We are looking to buy a park in Texarkana,tx It has 50 units out of which 44 are RTO .It is very close to highway. current lot rent is 260. Park needs repair about 30 to 40K. Near by park lot rent is around 275. but it is a much bigger and nicer park. Seller is asking about 965k. is this a good deal?
50 x $260 x 12 x .6 x 10 = $936,000. So the park is basically worth around $936,000 plus the value of the homes (44 x $2,000, for example, = $88,000 in homes). This is kind of a worst case, as I assumed that the park pays water and sewer (not the tenant) and that the homes are older units in poor condition.
The bottom line is that the price is not unreasonable, and you might want to tie it up and do some due diligence on it.
Here are some what exact numbers:
Rv units : 2 (vacant)
Lot : 10 ( 4 vacant)
RTO: 40 ( all of them will be converted to Lot only in 3 years)
Water is billed back to tenants.
All RTO units are very old.
Sorry, noob question: why do you multiply by 6 (.6 x 10) when determining the park value? (Edit: wow, just realized this is an ancient thread! Still, if anyone’s listening, I’d still be interested to know why.)
General rule of thumb is that average op ex cost is 40% when park pays water bill (30% if tenants pay water). This results in the .6 number (100% gross income x .6 equals the estimated NET income).

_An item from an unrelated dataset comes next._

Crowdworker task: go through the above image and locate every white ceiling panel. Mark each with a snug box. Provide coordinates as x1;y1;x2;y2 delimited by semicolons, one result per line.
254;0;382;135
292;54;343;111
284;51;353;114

Multiplying by 10 is just to get the asset value after determining your desired cap rate (in this case a 10 cap). You can adjust this number to meet your desired ROI. As an example- if NOI was $100k and you wanted a 10% return, then you would figure the property would be worth $1,000,000 (100/10). However, if you only wanted a 5% return then you would multiply the $100k by 20 (100/5) and be willing to offer $2,000,000 for the asset. Hope this helps!
Thanks Davie! Yes that’s very clear.
The 40%/30% figures (for park-/tenant-paid water) are clearly useful rules of thumb… but they only apply to TOH-only MHPs, right? My guess is that POH repairs could/would blow out those estimates.